Exoplanetology: Exoplanets & Exomoons

CRIRES+ Transmission Spectroscopy of WASP-127b. Detection Of The Resolved Signatures Of A Supersonic Equatorial Jet And Cool Poles In A Hot Planet

By Keith Cowing
Press Release
astro-ph.EP
April 20, 2024
Filed under , , , , , , , , , , ,
CRIRES+ Transmission Spectroscopy of WASP-127b. Detection Of The Resolved Signatures Of A Supersonic Equatorial Jet And Cool Poles In A Hot Planet
Different scenarios of super-rotating atmospheric material. Panels a, b and c show the scenario of a homogeneously rotating planet. The purple solid line shows the velocity kernel of the material at rotation consistent with tidally locked rotation (panel b) and the resulting shape of the cross-correlation function (panel c). The turquoise dashed line shows the effect of the planet rotating approximately six times faster. Panels d, e and f show two cases of a super-rotating equatorial jet, with the poles rotating at tidally locked velocities. The difference between the two cases is the opening angle of the equatorial region (35◦ orange dashed, and 65◦ solid green). Panels g, h and i explore the case of the velocity kernel of a super-rotating equatorial jet (blue and red solid lines in panel h) with the polar region represented by the velocity kernel of super-rotating velocity (grey dash-dotted line) or tidally locked velocity (grey dotted line) but not contributing to the transmission spectrum due to muted atmospheric features, leading in both cases to only two peaks in the CCF (panel i). — astro-ph.EP

General circulation models of gas giant exoplanets predict equatorial jets that drive inhomogeneities across the planetary atmosphere. We studied the transmission spectrum of the hot Jupiter WASP-127b during one transit in the K band with CRIRES+.

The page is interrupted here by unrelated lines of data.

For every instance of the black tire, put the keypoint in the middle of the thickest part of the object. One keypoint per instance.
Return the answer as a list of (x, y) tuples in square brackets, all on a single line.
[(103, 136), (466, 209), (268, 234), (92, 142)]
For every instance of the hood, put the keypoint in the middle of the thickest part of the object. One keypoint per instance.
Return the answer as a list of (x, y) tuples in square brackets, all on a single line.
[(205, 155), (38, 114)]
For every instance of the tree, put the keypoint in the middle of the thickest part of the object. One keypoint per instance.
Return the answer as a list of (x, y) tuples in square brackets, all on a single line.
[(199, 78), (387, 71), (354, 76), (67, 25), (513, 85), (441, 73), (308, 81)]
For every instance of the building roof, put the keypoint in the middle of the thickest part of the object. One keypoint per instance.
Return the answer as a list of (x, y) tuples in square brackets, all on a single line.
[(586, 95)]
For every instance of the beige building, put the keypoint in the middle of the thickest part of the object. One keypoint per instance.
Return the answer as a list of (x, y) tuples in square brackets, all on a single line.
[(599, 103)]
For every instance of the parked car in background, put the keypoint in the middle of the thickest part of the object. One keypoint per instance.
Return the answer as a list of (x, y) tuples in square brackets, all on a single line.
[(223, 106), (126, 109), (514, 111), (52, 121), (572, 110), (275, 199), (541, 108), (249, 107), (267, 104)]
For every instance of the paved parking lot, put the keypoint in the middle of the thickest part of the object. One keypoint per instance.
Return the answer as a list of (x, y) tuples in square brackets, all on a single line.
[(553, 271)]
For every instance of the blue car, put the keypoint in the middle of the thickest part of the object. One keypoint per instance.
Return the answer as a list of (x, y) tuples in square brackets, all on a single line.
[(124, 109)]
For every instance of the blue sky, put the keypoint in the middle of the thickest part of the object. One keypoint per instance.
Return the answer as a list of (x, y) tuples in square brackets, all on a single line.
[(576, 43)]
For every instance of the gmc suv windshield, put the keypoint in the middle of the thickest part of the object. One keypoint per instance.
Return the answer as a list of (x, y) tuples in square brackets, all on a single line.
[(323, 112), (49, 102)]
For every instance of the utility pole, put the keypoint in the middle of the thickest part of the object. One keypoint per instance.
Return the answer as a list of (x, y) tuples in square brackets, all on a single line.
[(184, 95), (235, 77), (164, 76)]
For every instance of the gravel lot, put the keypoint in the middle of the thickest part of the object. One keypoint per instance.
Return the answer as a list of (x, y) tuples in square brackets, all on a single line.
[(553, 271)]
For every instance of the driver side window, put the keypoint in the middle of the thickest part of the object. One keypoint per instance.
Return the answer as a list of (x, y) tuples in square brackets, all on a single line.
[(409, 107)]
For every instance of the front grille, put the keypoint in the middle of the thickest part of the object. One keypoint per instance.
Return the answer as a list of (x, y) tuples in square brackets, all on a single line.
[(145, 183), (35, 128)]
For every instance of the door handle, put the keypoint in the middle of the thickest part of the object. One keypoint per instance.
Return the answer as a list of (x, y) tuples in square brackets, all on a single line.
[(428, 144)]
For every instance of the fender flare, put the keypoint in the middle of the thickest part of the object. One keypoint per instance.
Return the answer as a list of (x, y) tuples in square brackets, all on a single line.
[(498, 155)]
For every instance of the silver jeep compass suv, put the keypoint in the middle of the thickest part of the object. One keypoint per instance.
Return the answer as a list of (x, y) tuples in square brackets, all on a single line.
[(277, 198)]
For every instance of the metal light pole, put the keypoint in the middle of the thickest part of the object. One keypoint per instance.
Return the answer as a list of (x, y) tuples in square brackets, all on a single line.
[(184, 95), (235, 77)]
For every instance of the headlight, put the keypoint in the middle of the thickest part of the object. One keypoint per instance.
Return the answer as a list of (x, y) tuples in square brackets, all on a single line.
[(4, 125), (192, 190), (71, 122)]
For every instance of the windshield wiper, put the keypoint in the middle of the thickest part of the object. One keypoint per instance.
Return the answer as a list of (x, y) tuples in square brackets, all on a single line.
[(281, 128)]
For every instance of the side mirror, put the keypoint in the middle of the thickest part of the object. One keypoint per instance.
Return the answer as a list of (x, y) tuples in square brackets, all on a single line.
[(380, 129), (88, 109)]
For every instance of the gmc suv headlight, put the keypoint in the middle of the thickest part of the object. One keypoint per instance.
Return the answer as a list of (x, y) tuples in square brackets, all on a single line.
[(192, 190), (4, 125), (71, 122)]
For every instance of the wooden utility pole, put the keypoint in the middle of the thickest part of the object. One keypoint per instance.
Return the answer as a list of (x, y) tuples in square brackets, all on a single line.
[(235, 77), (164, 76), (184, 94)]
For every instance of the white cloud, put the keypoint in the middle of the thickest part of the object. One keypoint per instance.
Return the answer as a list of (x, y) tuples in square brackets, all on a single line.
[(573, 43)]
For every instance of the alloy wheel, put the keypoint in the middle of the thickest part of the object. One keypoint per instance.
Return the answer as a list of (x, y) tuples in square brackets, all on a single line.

Telluric and stellar signals were removed from the data using SYSREM and the planetary signal was investigated using the cross-correlation (CCF) technique. After detecting a spectral signal indicative of atmospheric inhomogeneities, we employed a Bayesian retrieval framework with a 2D modelling approach tailored to address this scenario. We detected strong signals of H2O and CO, which exhibited not one but two distinct CCF peaks.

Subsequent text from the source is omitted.